To evaluate the weighted-sum method on rare variants with the frequency-spectrum of a naturally occurring population, we used resequencing data from the Encode III project (ftp://ftp.hgsc.bcm.tmc.edu/pub/data/Encode). In the Encode III project ten 100 kb Encode regions were resequenced in different human populations, and all substitutions were identified (see http://www.hgsc.bcm.tmc.edu/projects/human/). To mimic a disease-resequencing study, we grouped all exonic variants of each Encode region, and compared the number of rare variants between the two largest populations: the African YRI population (120 individuals; including 60 individuals from HapMap phase I and II) and the Central European CEU population (119 individuals; including 60 individuals from HapMap phase I and II). Only variants that passed the quality control filter for the ENCODE III study were used (see http://www.hgsc.bcm.tmc.edu/projects/human/). The genotype data were downloaded as the ENCODE III draft release I (on August 11th, 2008), and the “Gencode Ref (encodeGencodeGeneKnownMar07)” track in the UCSC Genome Browser [37] was used to define exon positions in each ENCODE region. Exonic variations were reported for only five of the ten ENCODE regions, and hence only these five regions were used.

### Comparison with Other Methods

The CAST method, as described in [27], corresponds to the method used in [5]. In brief, for each group of variants, it compares the number of individuals with one or more mutations between affected and unaffected individuals, using a standard χ^{2} or Fisher exact test. In this study, we use the Fisher exact test throughout to avoid bias due to distributional approximation.

In the variant-by-variant approach the genotype frequencies of each variant are compared using the one-sided Fisher's exact test, and the significance level of the group is found by Dunn-Sidak correction [38] of the smallest p-value in the group.
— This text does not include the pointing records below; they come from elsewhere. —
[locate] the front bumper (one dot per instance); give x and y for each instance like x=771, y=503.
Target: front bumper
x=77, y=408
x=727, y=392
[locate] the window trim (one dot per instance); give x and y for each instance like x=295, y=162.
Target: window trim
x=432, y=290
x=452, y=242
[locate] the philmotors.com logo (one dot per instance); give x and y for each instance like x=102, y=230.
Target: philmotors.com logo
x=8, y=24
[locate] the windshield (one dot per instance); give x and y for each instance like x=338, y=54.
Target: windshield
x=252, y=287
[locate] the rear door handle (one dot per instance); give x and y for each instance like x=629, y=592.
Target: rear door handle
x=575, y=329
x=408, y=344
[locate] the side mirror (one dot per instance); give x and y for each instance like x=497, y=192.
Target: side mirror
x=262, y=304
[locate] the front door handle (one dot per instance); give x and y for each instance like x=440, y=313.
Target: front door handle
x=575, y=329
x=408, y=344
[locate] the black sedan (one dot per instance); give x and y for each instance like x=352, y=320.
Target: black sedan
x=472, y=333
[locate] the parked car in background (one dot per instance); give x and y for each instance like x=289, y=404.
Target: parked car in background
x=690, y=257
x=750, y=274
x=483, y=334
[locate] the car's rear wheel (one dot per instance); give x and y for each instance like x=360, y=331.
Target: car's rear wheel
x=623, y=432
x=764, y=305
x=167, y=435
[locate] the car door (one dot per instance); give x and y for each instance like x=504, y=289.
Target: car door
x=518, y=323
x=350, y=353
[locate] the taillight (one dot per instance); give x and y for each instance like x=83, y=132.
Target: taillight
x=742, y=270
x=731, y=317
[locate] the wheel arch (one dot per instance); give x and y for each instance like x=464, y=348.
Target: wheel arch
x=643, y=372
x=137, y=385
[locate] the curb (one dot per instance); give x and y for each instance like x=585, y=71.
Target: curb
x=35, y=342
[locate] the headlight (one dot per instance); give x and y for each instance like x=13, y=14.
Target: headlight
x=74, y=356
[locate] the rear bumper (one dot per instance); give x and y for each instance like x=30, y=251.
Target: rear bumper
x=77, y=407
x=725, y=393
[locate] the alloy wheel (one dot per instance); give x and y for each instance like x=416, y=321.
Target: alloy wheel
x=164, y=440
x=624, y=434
Note that the Dunn-Sidak correction is very similar to the Bonferroni correction, as the Bonferroni correction is an approximation of the Dunn-Sidak correction. Whereas the Bonferroni correction is slightly conservative for independent tests (such as the independent variants in the power simulations), the Dunn-Sidak correction has the benefit of being exact.

The CMC method is implemented according to the description in [26]. In brief, for the CMC method all rare variants are collapsed, as in the CAST method, and the collapsed variants are treated as a single common variant which is analysed together with the other common variants using multivariate analysis [26]. We used the Fisher product method [42],[43] for multivariate analysis, rather than the Hotelling's *T*^{2} method, because it allows for one-sided testing, and hence allowed a fair comparison for the CMC method. Note that if a two-sided test were used for the CMC method, the power estimates would then have been too low compared to the variant-by-variant and weighted-sum methods.

The weighted-sum method is implemented as described above, using *k* = 1000 permutations in step C. In all power simulations *I _{ij}*Є{0,1,2} is used in step B (even when the dataset is simulated under a recessive or dominant model).

## Results

### Proportion of Variants Containing Mutations

The mutation frequencies are sampled according to Wright's formula (see Methods), and hence mutations are very rare for some variants. Using 1000 affected and 1000 unaffected individuals, mutations are on average observed at only 49.4% of the variants (sd: 4.9%). This means that when e.g. 100 variants are sampled, on average 49.4 variants contain at least one mutation, and are hence tested for association. This level is in concordance with the level from human resequencing studies [5],[7],[16].

### Power versus PAR

Under the baseline parameter settings (see Methods) it is seen that the CMC method, as reported in [26], has better performance than the variant-by-variant and CAST methods, but the weighted sum method has even better performance (Figure 2). The weighted-sum method identifies groups with a PAR of 10%, with at least 80% power, for all genetic models (Figure 2). To investigate whether the weighted-sum method is robust under other model parameters, we fix the group PAR at 10%, and vary the other parameters one by one.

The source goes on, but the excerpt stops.